Calamagrostis ‘Karl Foerster‘ – I have written about this before. It is such a strong grower, spreading at an alarming speed, that I reduced it down to just six plants which I am hoping I can keep in check by root pruning on an annual basis. By root pruning, I mean getting a very sharp spade and cutting back the size of the clump without digging it all out. That way, I can get the spreading fresh growth off it. This works because it makes its new growths on the outside of the clump. It is evergreen in our climate but the foliage looks pretty scruffy by the end of season. I am pretty sure I cut it back hard last winter so the spring growth was all fresh and lush. It is one of the first grasses to flower in spring and those lovely plumes hold all summer and into autumn. It is all about the plumes because the foliage and form are nothing remarkable.

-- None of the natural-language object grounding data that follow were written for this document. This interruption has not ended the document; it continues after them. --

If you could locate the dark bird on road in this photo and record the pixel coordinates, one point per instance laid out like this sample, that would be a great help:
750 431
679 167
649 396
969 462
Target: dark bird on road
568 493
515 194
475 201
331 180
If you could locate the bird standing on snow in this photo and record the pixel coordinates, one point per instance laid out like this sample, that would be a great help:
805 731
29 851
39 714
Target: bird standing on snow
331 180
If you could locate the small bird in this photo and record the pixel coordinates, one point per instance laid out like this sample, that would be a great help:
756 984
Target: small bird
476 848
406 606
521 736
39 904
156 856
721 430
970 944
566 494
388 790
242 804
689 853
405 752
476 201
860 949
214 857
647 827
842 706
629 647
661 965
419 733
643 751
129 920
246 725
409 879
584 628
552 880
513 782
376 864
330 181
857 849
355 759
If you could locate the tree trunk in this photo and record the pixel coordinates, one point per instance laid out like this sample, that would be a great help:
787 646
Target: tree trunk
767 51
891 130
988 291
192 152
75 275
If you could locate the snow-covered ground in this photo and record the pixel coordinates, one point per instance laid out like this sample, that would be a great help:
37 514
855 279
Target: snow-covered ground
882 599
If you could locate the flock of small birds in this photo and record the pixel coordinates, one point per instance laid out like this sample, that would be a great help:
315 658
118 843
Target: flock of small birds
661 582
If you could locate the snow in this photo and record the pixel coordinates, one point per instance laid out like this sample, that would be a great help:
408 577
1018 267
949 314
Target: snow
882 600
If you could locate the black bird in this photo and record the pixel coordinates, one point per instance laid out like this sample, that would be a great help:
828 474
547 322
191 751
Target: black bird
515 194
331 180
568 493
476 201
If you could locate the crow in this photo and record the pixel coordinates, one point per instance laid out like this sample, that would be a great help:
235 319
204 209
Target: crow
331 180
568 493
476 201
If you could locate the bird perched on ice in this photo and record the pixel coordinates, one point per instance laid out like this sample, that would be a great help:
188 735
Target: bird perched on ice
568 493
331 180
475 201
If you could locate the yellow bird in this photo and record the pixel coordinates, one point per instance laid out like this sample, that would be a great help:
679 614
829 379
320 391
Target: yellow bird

That is what I think is ‘Overdam’ in the front right, Stipa gigantea behind

Calamagrostis ‘Overdam‘. At least, I think it is Overdam. It was given to me. It is strong growing too, but not as threatening as Karl. It has the same lovely plumes but the bonus of clean, variegated foliage which stays looking fresh through the season, somewhat like a lower growing variegated miscanthus, though it spreads sideways rather than up. It will likely need root pruning, too.

Miscanthus is a lovely grass from spring onwards but the glow of those white plumes in the low winter sun is nothing short of amazing

Miscanthus sinensis ‘Morning Light’. Look, we started with one plant in the garden years ago that just sat, grew annually and fell apart because it needed dividing. As soon as I started dividing it (done variously with a sharp spade, an old handsaw or a small axe), it responded by growing with huge enthusiasm. I overplanted badly and need to take out at least half of the plants but as it is all about the plumes in late autumn and early winter when they glow white in the low sun angles, I will wait. The plants are around 1.7 to 1.8 metres high with flower spikes on top of that so it is very tall. If it is divided often enough, it will stay together – falling apart from the middle is a sign it needs dividing. It is fully deciduous, fine leaved and variegated. Mark is sure that the old foliage has potential for thatching but he has yet to test this theory. This is the only grass that I have spotted seeding down so far but the seedlings are easy to pull out when small.

Miscanthus ‘Morning Light’ on the right, giant miscanthus on the left

Miscanthus whatever whatever – may be just a larger growing form of sinensis with a wider leaf but it should be called Miscanthus giganteus variegatus. The leaves are wider and with a most attractive, clean variegation but the vigour and size is daunting. We ended up digging out three massive plants because I couldn’t hold them together and, as they fell apart, they blocked the path entirely. This is a triffid of a grass. Gardening friend, Susan, suggested that maybe the way forward is to do the Chelsea chop on them – cut them back to ground after the first big flush. I think she is right and I will be cutting them back to ground level about mid November. The second flush of growth should be more compact and shorter. If I can’t keep them under control this way, they will have to go. The plants are too big for me to lift alone and I don’t want to commit to plants that need lifting and dividing annually.

Just too big – they grew even larger and floppier after I took this photo

Lomandra We had a named variety in the garden but I found a better option to replace it with. I rate lomandra as one of the world’s more boring plants and I suggest you leave lomandras to supermarket carparks and roading roundabouts. We have more interesting and attractive native grasses without having to resort to this utility Aussie in NZ gardens.   

Here endeth the interim grass report. Except to say that I am moving and dividing some now because we still have at least six to eight weeks of the growing season left before temperatures drop and growth slows or stops over winter. That said, I have done this in winter and we can get away with it but it is not recommended in less benign conditions where the plants may just sit and decompose in sodden, cold soils.